The mean volume of distribution at steady state was 986 L.
Distribution
There is no information on whether osimertinib is distributed into milk. Limited animal data suggest that the drug is distributed into the brain.
Plasma protein binding is 95%.
Transformation
Osimertinib is metabolized to at least two pharmacologically active metabolites, AZ7550 and AZ5104, which circulate at approximately 10% of the concentration of the parent compound. Biochemical assays have shown that AZ7550 has similar potency and efficacy to osimertinib, while AZ5104 is more potent against mutant and wild-type EGFR. The major metabolic pathways are oxidation (primarily by CYP3A) and dealkylation.
Elimination
Osimertinib is eliminated primarily via fecal excretion (68%), to a lesser extent via urine (14%), while only 2% is excreted unchanged. The estimated population mean elimination half-life is 48 hours.
Drug interactions
Interactions with other drugs
Strong CYP3A4 inducers may decrease osimertinib exposure. Osimertinib may increase exposure of breast cancer resistance protein (BCRP) and P-glycoprotein (P-gp) substrates.
Moderate CYP3A4 inducers (eg, bosentan , efavirenz , etravirine , modafinil ) may also decrease osimertinib exposure and should be used with caution or avoided when possible.
Drugs that increase the effect when used concurrently with osimertinib: Rosuvastatin , fexofenadine , digoxin , dabigatran, aliskiren.
Drugs that reduce the effect when used concurrently with osimertinib: Simvastatin .
Concomitant use of osimertinib with drugs transported by the breast cancer resistance protein may increase plasma concentrations of the substrate.

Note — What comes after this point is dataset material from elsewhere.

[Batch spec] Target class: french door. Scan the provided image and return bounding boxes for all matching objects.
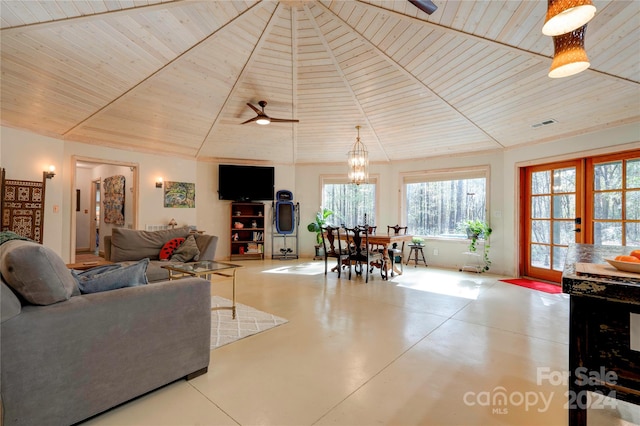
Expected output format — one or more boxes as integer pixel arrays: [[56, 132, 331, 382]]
[[523, 160, 584, 283], [521, 150, 640, 283]]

Avoid concomitant use with drugs that prolong the QT interval.
Rifampin decreased peak plasma concentrations and AUC of osimertinib.
Food Interactions
Avoid St. John's Wort. This herb induces the CYP3A metabolism of osimertinib, and therefore, dose adjustment is required if they must be used concomitantly.
Take with or without food.
Contraindications
Hypersensitivity to the active substance or to any of the excipients.
St. John's Wort should not be used with osimertinib.
Dosage & Administration
Adult
The recommended dose is 80 mg/time/day.
Dose interruption and/or dose reduction may be required based on individual safety and tolerability. If dose reduction is necessary, the dose should be reduced to 40 mg/day.
If the QTc interval is > 500 milliseconds on at least 2 separate ECGs, discontinue treatment. If the QTc interval improves to < 481 milliseconds or returns to baseline (if the baseline QTc interval was ≥ 481 milliseconds), treatment may be resumed at a reduced dose of 40 mg daily.
If coadministered with a strong CYP3A inducer, increase the osimertinib dose to 160 mg daily.
Other objects
No dosage adjustment is required due to patient age, body weight, gender, ethnicity and smoking status, hepatic impairment, renal impairment.